10 responses to “Scoble completely missed the point on Rapleaf”
Hi Judy…I’ve been following the Rapleaf stuff for the past couple of days….
Rapleaf’s only part of the problem–there’s also the idea of “lifestreams” (as Steve Rubel wrote about)
and there have been other marketing related services that have been gathering info and selling it for awhile. Back in December I wrote about Umbria’s “Umbria Connect” program, which was/is filtering blogs, gathering up the urls, and then selling the urls (in lots of 25) to marketers. You can check it out here: http://www.umbrialistens.com/products/connect.php
So, what we’re seeing with Rapleaf and others is addressing the needs and desires of marketers–which then, in many ways, impacts our privacy. Because the competition for customers is fierce, and because there’s massive fear of life online (connected to loss of brand control) marketers want to go deeper into our online lives…the rhetoric being to serve us better….

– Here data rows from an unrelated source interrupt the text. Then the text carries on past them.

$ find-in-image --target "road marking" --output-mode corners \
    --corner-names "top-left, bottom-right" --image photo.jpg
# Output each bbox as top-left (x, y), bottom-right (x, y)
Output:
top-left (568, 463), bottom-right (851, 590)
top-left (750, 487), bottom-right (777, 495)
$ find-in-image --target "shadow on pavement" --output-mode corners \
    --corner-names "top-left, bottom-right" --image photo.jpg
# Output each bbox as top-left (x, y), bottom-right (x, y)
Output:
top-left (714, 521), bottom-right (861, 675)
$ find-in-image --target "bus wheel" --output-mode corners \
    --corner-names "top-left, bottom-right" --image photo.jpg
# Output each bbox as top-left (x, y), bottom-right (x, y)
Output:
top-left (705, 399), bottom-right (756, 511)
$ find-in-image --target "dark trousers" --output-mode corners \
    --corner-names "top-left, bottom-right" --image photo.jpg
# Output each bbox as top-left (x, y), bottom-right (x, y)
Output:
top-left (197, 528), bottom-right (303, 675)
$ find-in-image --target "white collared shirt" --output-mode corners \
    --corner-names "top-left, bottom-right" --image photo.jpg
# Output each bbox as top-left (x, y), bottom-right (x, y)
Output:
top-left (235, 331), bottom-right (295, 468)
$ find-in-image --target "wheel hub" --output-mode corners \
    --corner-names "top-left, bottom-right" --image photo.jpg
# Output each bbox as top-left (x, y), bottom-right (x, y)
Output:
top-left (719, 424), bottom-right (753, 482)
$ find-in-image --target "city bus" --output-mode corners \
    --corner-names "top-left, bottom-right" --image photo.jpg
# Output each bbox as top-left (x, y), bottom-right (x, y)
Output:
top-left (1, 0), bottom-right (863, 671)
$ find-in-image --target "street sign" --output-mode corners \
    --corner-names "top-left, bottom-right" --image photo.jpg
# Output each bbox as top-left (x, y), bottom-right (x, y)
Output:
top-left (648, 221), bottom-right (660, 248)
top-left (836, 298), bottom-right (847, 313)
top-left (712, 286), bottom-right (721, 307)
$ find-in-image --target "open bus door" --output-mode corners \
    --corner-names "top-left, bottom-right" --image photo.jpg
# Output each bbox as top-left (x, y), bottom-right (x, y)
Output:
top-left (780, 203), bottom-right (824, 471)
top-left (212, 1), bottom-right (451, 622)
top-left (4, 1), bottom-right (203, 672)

but is that really what’s going on? or is there something else to all of it?
maybe there is.
Yet perhaps we should think more about the “lifestreams” children might be creating online, just as much as we are concerned about our adult “lifestreams”. They’re more vulnerable than us in so many ways.
Marketers will get our information from loads and loads of places–some companies are going to make it easier for them to get it.
Great points, Tish.
We are the ones who are putting this information “out there.” If we don’t want to be marketed based on that information, then I don’t think we can’t blame those companies that are simply compiling and packaging information that is already public.